Sexual aggression is a serious problem worldwide. In North America one-fifth to one-third of women consistently report victimization experiences, and recent research suggests similar numbers for men. Sexual aggression leads to a variety of negative psychological, health, and economic consequences and has been linked to various problematic cognitive variables including conformity to gender role norms, attitudes toward violence and coercion, beliefs about sexual consent, and others. These variables are shaped and maintained by culture. We explored whether the strength of associations between these variables and indicators of sexual aggression varied between Latinx and White non-Hispanic individuals.

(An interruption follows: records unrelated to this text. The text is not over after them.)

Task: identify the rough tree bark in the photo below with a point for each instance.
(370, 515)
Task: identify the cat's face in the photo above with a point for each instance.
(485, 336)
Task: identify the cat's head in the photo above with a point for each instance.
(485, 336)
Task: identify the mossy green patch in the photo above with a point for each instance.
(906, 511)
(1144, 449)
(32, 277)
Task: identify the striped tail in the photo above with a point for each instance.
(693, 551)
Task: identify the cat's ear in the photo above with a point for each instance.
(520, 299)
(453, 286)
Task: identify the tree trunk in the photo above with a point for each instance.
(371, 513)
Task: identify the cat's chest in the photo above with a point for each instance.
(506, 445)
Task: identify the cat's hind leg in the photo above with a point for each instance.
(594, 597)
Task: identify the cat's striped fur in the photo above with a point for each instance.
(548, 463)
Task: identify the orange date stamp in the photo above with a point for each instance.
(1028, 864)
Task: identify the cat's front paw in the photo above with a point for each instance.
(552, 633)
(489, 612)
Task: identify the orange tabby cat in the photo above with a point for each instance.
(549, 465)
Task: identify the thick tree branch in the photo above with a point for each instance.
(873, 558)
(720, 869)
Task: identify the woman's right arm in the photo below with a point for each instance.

An online survey was administered to students from (a) a Hispanic Serving Institution in the US-Mexico border region (N=619) and (b) a university in the northeastern US (N=355). Sixty percent reported Latinx heritage and 33% white non-Hispanic ethnicity. The sample was 27.7% male, 71.8% female, and 0.5% non-binary or not reported.

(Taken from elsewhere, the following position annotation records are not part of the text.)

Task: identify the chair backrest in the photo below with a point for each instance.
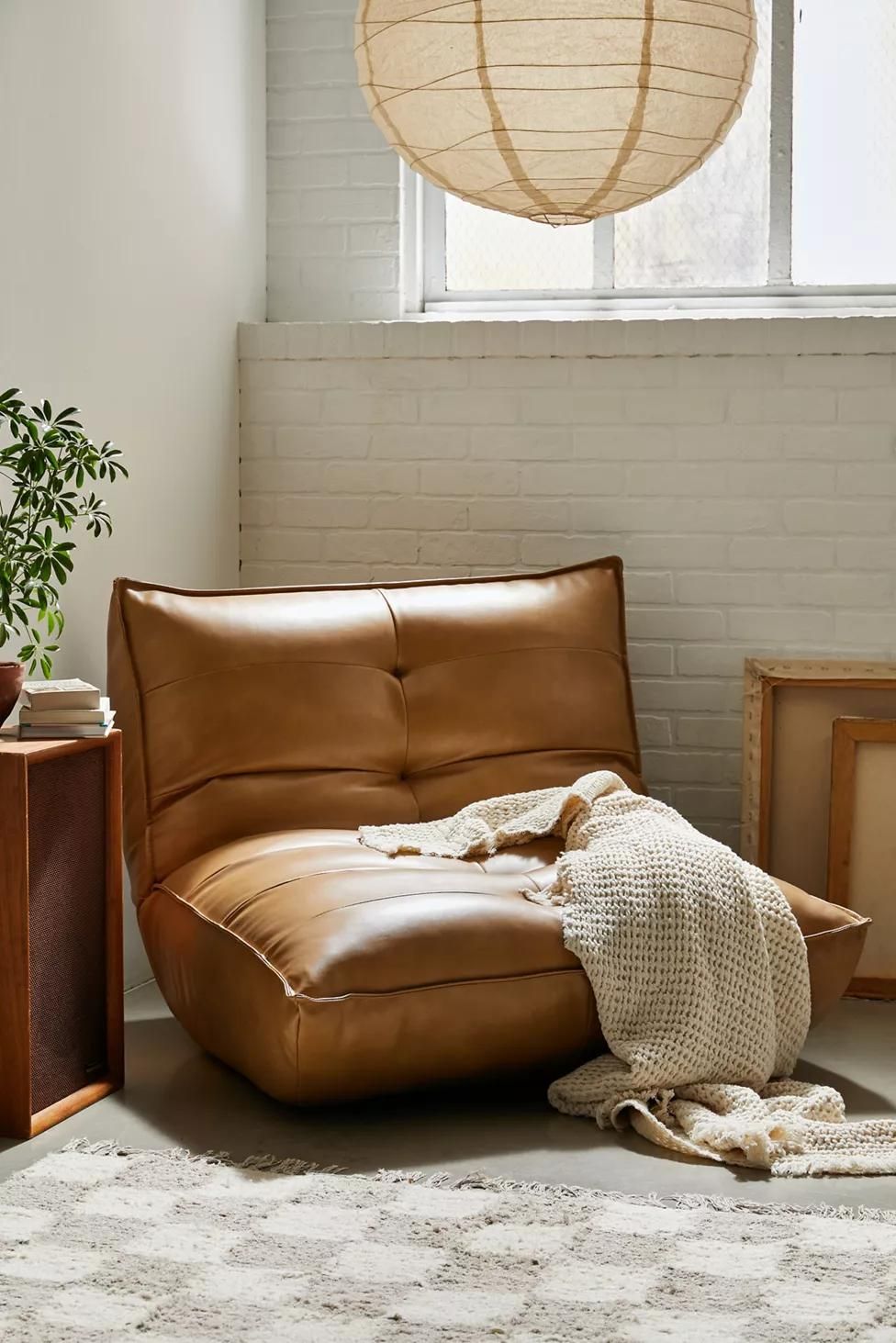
(260, 711)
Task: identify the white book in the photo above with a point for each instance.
(61, 695)
(67, 716)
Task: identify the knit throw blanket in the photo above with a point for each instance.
(699, 972)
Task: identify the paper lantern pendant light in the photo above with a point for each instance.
(556, 110)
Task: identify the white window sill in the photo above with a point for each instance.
(599, 335)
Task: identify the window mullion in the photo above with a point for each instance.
(782, 142)
(603, 232)
(432, 252)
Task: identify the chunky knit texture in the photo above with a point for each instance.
(699, 972)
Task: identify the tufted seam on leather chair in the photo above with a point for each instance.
(403, 774)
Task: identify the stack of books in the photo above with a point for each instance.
(55, 710)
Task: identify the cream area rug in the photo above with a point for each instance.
(101, 1243)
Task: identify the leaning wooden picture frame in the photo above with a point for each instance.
(861, 853)
(790, 707)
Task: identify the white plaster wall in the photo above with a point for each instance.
(132, 242)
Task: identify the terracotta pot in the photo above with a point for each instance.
(11, 678)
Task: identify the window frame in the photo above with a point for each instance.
(423, 244)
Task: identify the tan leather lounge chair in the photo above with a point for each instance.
(261, 728)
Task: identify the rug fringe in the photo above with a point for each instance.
(260, 1162)
(477, 1181)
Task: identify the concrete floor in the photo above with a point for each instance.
(176, 1096)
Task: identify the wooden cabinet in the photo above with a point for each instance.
(61, 950)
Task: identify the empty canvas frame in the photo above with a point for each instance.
(789, 722)
(861, 857)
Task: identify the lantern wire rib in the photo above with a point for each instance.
(507, 152)
(633, 135)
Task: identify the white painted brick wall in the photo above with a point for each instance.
(745, 469)
(332, 180)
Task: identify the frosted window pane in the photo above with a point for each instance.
(844, 229)
(487, 250)
(712, 229)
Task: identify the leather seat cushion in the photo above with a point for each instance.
(327, 971)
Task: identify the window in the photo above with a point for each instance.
(798, 203)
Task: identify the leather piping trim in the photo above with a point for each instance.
(287, 992)
(257, 857)
(145, 840)
(858, 922)
(628, 753)
(296, 994)
(214, 923)
(440, 985)
(609, 562)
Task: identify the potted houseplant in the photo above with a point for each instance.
(46, 477)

Aggression-related variables included acceptance of interpersonal violence, belief in scripted refusal, belief in the opposite sex as fundamentally unknowable and fundamentally other, callous sexual attitudes, and adversarial relationship beliefs. Sexual aggression and coercion were assessed with items derived from Malamuth’s (1988) attraction to sexual aggression scale and Knight’s (2013) agonistic continuum. Additionally, measures of conformity to gender roles were administered.
Using regression analysis and structural equation modeling we compared the strength of relationships between sexual aggression/coercion and aggression-related variables in Latinx versus white non-Hispanic participants. Implications for future research will be discussed.